I was reading through this paper and noticed a seemingly simple algebraic lemma (Lemma 2 on page 6) for which a proof is not given. I cannot seem to prove the fact myself, so I was hoping to turn to the math commmunity for help.
The lemma is as follows: Let $f(x)$ be a polynomial in $x$ of degree $p$ with non-negative coefficients. Then, for any $x,y \geq 0$, \begin{align*} y \cdot f(x+1) \leq \frac{C_0(p) \cdot y \cdot f(y)}{2} + \frac{x \cdot f(x)}{2} \end{align*} where $C_0(p) = p^{p(1 - o(1))}$.
I don't really understand what this $C_0(p)$ function represents and would appreciate any help in proving this lemma!
I think that the lemma is false.
For $f(x)=x^p,x=0$ and $y=C_0(p)^{-1/p}$, one has $$y \cdot f(x+1)=C_0(p)^{-1/p}\color{red}{\gt}\frac{C_0(p)^{-1/p}}{2}= \frac{C_0(p) \cdot y \cdot f(y)}{2} + \frac{x \cdot f(x)}{2}.$$
There are many counterexamples.
If $f(x)=Ax^p+B,x=0$ and $y\gt 0$ with $A\gt 0$ and $B\geqslant 0$, then $$y \cdot f(x+1) \color{red}{\gt} \frac{C_0(p) \cdot y \cdot f(y)}{2} + \frac{x \cdot f(x)}{2}$$ is equivalent to $$y\lt \bigg(\frac{2A+2B-BC_0(p)}{AC_0(p)}\bigg)^{1/p}.\tag1$$
Here, $2A+2B-BC_0(p)$ has to be positive, and then, every positive real number $y$ satisfying $(1)$ works as a counterexample.
So, one can say that the following is a counterexample :
Added : I'm going to add some observations.
$$y \cdot f(x+1) \le \frac{C_0(p) \cdot y \cdot f(y)}{2} + \frac{x \cdot f(x)}{2}\tag2$$
$f(x)=x+1,x=1,y=4$ is a counterexample. So, it is false that if $f(x)$ is a polynomial in $x$ of degree $p$ with non-negative coefficients, then for any pair of non-negative integers $(x,y)$, $(2)$ holds.
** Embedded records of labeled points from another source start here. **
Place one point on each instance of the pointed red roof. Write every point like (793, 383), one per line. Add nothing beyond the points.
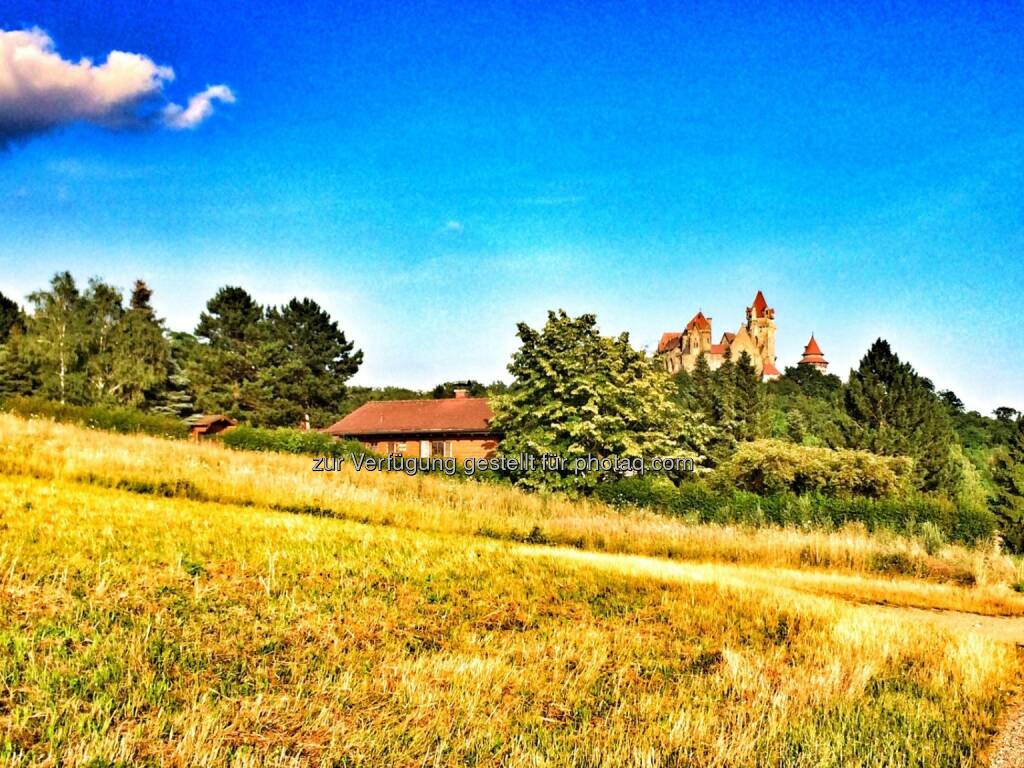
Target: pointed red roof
(812, 347)
(760, 304)
(698, 322)
(401, 417)
(669, 340)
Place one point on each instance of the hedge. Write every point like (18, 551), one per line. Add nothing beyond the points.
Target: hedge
(111, 419)
(289, 441)
(767, 467)
(706, 504)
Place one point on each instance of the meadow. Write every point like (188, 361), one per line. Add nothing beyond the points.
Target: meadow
(165, 603)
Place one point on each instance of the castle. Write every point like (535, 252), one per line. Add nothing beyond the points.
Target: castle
(679, 349)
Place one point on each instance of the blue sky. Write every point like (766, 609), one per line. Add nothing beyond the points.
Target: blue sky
(434, 173)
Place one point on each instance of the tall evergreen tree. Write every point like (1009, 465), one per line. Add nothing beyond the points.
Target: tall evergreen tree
(11, 316)
(748, 397)
(894, 412)
(140, 351)
(578, 394)
(1008, 475)
(175, 396)
(101, 312)
(309, 359)
(232, 332)
(18, 375)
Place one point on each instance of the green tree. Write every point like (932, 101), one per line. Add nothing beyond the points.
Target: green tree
(175, 396)
(57, 340)
(101, 311)
(226, 372)
(141, 358)
(894, 412)
(747, 386)
(309, 359)
(578, 394)
(18, 375)
(11, 316)
(1008, 475)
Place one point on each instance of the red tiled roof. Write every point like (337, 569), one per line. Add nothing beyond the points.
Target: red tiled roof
(211, 419)
(669, 340)
(760, 304)
(698, 322)
(401, 417)
(812, 347)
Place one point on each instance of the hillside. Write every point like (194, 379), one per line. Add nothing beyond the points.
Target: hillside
(169, 603)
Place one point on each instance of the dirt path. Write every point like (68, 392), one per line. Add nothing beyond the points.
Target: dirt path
(837, 588)
(1007, 749)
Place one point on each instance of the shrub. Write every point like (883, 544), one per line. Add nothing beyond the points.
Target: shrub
(111, 419)
(910, 515)
(773, 466)
(932, 538)
(289, 441)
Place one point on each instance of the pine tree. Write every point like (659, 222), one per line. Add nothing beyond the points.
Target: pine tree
(704, 385)
(1008, 475)
(308, 361)
(225, 374)
(175, 396)
(140, 351)
(747, 383)
(18, 375)
(577, 394)
(11, 317)
(101, 311)
(894, 412)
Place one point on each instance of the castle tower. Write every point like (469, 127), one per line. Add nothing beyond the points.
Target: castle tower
(813, 355)
(698, 334)
(761, 326)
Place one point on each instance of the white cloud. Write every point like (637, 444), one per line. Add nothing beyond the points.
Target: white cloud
(40, 90)
(199, 109)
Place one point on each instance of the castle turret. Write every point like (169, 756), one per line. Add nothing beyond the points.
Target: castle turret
(813, 355)
(761, 326)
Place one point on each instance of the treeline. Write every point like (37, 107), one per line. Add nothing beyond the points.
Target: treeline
(272, 366)
(266, 366)
(577, 393)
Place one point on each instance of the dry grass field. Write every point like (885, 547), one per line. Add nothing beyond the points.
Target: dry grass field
(164, 603)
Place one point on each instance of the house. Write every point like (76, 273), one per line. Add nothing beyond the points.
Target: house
(207, 426)
(457, 426)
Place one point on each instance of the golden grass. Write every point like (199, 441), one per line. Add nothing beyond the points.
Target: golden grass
(137, 630)
(43, 449)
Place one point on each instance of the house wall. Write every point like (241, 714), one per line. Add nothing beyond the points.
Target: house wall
(461, 446)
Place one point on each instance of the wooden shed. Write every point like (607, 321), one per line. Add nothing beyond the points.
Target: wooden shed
(209, 425)
(459, 426)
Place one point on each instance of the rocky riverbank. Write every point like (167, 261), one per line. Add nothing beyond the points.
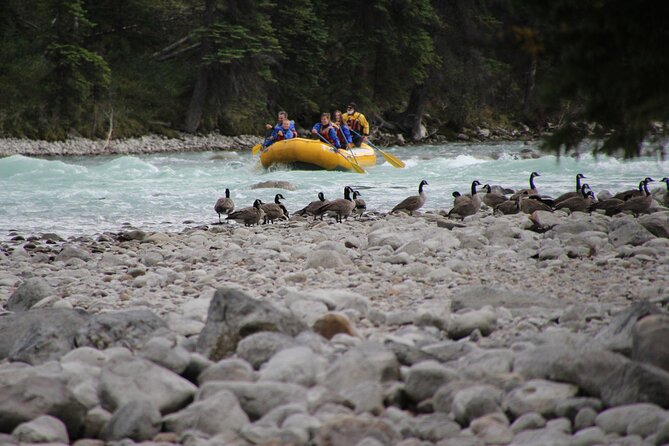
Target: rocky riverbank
(393, 330)
(130, 146)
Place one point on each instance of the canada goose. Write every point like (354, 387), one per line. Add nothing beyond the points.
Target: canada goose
(579, 204)
(414, 202)
(665, 200)
(224, 205)
(249, 216)
(532, 190)
(340, 208)
(509, 207)
(311, 208)
(360, 205)
(578, 193)
(638, 205)
(631, 193)
(275, 211)
(492, 199)
(529, 204)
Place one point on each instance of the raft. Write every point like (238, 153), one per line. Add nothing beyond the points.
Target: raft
(312, 154)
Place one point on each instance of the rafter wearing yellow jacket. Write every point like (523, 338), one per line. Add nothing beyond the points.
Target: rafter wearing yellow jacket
(357, 122)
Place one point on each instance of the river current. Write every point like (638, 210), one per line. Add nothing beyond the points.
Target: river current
(88, 195)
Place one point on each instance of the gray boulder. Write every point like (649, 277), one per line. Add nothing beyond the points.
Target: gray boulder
(31, 397)
(41, 335)
(611, 377)
(211, 416)
(29, 293)
(649, 341)
(258, 348)
(126, 379)
(626, 231)
(130, 329)
(138, 420)
(234, 315)
(256, 399)
(43, 429)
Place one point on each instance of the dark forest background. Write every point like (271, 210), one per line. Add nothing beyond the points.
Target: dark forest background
(574, 68)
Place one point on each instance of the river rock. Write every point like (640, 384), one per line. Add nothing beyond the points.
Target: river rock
(234, 315)
(425, 378)
(600, 373)
(138, 420)
(131, 328)
(230, 369)
(40, 335)
(538, 396)
(256, 399)
(474, 402)
(166, 353)
(298, 365)
(30, 397)
(624, 231)
(212, 416)
(649, 340)
(43, 429)
(260, 347)
(367, 362)
(348, 431)
(126, 379)
(29, 293)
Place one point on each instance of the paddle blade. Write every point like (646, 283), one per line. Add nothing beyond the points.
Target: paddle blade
(394, 161)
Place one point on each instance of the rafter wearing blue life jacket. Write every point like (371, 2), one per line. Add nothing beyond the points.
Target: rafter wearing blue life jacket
(327, 130)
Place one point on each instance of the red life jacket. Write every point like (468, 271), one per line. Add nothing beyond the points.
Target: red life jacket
(325, 132)
(354, 123)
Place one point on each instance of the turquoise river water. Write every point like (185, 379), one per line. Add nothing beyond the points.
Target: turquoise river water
(88, 195)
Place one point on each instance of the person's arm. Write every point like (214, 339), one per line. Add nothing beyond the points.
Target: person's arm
(333, 136)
$(2)$ holds for $f(x)=x+1, x=3/2,y=11/2$ where $p=1$. So, it is false that if $f(x)$ is a polynomial in $x$ of degree $p$ with non-negative coefficients and $(2)$ holds, then $x,y$ are non-negative integers.
$(2)$ holds for $f(x)=x+1, x=1,y=5$ where $p=1$.